If members of the Kansas government feel the need for spiritual solace

Rob Boston at Americans United reports on theocracy in Kansas.

Suppose you have a job at a private company. Suppose some of your colleagues do a bible study thing in their lunch hour. You and your friends have a secular sandwich together and all’s well. (Unless the bible studiers are hogging the break room.)

But then suppose it’s the boss who suggested the bible study, and the boss attends regularly. Hmm. Could the boss be using attendance as points toward promotions and raises? All’s not entirely well then.

Now suppose it’s not a private company, but a government office. Major problem.

A scenario like this is playing out in Kansas, a state that has been experimenting with a sort of de facto“faith-based” government under Republican Gov. Sam Brownback. Courtney Canfield, a business-filing specialist at the Secretary of State’s Office, says she was fired in 2013 because she declined to attend a Christian service that was heavily promoted by Assistant Secretary of State Eric Rucker.

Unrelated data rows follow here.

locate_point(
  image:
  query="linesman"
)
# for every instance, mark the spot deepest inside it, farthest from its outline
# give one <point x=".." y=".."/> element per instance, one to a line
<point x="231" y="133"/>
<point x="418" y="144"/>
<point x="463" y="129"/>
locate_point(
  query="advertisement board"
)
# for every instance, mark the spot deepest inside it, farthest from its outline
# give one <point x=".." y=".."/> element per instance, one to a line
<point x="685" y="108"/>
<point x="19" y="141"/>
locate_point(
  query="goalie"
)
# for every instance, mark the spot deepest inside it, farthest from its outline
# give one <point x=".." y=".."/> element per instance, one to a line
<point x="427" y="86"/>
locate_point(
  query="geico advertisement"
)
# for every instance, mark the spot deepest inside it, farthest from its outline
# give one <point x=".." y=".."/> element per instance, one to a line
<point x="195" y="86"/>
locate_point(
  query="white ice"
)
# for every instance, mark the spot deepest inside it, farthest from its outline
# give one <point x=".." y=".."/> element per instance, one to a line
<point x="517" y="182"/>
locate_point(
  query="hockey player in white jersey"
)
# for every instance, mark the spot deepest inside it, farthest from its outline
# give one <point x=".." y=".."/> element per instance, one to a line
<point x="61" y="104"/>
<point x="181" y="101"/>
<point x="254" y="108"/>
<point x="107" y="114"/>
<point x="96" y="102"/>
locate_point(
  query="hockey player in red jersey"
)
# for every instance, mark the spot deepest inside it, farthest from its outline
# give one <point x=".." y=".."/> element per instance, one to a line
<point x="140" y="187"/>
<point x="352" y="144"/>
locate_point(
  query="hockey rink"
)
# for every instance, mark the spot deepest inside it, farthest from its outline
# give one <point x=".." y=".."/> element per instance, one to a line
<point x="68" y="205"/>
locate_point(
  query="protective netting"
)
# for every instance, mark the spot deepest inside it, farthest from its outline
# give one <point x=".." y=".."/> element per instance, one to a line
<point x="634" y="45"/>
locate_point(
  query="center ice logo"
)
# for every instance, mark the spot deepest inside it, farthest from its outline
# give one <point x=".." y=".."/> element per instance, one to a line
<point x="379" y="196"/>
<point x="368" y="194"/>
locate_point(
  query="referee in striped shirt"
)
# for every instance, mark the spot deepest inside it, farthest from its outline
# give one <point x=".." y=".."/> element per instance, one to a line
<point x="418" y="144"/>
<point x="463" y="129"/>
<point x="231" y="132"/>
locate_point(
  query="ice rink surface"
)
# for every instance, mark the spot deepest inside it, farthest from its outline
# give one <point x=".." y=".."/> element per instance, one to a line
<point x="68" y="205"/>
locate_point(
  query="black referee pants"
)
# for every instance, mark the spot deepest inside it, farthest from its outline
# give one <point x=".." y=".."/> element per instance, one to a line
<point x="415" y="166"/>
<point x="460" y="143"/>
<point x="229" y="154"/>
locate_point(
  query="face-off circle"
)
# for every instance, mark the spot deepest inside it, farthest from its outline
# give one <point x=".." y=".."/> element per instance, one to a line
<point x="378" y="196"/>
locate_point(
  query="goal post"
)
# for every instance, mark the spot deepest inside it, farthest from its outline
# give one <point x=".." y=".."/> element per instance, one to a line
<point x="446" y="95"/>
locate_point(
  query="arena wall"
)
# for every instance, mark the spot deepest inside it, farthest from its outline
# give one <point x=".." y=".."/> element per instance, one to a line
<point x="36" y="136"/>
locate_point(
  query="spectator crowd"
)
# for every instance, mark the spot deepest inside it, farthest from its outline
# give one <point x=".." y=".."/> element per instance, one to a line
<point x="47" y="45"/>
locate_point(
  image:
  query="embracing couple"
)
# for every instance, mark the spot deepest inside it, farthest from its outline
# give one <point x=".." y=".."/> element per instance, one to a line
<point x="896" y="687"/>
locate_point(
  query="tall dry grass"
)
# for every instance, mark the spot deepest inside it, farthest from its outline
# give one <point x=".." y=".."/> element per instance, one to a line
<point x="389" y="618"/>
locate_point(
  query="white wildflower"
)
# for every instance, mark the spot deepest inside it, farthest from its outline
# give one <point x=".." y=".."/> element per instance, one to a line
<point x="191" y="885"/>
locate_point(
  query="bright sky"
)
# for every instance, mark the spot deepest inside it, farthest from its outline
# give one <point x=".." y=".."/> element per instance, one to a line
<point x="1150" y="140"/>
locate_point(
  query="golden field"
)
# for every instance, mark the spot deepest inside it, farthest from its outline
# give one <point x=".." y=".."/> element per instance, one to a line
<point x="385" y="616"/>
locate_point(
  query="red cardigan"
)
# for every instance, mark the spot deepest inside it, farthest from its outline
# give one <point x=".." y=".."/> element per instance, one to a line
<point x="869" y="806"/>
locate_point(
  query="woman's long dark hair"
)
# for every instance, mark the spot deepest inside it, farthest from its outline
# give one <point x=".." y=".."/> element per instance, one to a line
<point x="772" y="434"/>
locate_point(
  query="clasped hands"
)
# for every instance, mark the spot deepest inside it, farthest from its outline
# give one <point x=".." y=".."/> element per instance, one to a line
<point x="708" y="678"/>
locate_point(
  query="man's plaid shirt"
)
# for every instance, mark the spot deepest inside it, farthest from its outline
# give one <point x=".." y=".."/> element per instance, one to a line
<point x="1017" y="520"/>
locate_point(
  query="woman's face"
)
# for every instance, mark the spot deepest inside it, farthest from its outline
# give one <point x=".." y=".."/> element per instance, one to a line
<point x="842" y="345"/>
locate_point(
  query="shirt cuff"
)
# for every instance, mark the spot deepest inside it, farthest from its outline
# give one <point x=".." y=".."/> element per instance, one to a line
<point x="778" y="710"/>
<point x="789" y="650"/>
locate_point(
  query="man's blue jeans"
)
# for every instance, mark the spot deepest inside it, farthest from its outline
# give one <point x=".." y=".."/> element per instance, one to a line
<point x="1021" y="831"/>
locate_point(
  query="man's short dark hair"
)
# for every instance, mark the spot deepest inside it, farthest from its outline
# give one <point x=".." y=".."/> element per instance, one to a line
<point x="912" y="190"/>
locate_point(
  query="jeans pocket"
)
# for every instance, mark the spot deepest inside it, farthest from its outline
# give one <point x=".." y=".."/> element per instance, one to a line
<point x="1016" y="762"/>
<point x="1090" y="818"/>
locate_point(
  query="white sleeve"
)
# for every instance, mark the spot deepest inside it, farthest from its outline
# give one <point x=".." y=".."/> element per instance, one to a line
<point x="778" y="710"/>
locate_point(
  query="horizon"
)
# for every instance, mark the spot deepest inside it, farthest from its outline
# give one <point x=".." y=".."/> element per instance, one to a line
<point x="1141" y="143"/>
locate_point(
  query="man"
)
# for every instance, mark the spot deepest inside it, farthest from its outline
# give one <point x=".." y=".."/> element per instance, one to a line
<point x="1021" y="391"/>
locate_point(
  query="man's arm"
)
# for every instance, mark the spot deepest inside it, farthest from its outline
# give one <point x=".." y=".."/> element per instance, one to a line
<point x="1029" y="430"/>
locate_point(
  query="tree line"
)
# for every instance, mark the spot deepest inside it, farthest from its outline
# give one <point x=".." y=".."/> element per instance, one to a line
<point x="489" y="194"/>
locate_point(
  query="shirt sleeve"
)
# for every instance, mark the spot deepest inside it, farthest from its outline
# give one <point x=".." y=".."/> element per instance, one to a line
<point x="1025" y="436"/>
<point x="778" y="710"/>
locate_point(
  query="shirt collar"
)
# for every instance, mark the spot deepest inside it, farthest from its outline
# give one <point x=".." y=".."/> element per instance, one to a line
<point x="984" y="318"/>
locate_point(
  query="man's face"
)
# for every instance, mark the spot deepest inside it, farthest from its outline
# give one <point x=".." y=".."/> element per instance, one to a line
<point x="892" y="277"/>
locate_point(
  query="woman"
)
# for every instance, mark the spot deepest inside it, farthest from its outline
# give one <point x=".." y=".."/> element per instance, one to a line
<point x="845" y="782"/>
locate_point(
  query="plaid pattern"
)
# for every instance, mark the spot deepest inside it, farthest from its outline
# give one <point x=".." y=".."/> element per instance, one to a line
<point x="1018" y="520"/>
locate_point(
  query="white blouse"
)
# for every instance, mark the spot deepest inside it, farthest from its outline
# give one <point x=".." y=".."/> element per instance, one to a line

Canfield’s complaint alleges that the Secretary of State’s Office routinely invited employees to attend services conducted by Dave DePue, a minister who acts as a sort of “unofficial pastor” to Kansas lawmakers and officials, reported the Wichita Eagle.

See, that’s not cool, even without the firing. That’s embarrassingly theocratic.

“These invitations were distributed during normal business hours and included a ‘prayer guide’ to be utilized at that week’s service,” Canfield’s lawsuit reads. “Despite the repeated invitations, Plaintiff never attended such a service. While Plaintiff was a Methodist, she did not regularly attend church services or otherwise practice any particular religious beliefs in any way.”

And you know what? That’s none of her boss’s business. Her boss has state power, therefore he has no business pushing anyone to attend “services” of any kind.

All of this could have been avoided if officials in Kansas spent more time doing their jobs and less time worrying about the spiritual lives of their employees.

A good first step would be to send that “unofficial” chaplain packing. The capital of Kansas is Topeka, and the city and its surrounding metropolitan area have a population of about 234,000. There appears to be no shortage of houses of worship there.

If members of the Kansas government feel the need for spiritual solace, let them avail themselves of one of those.

If they can’t stand to work for eight or nine hours without refreshing church services mixed in, they should get jobs in those houses of worship instead of the state government.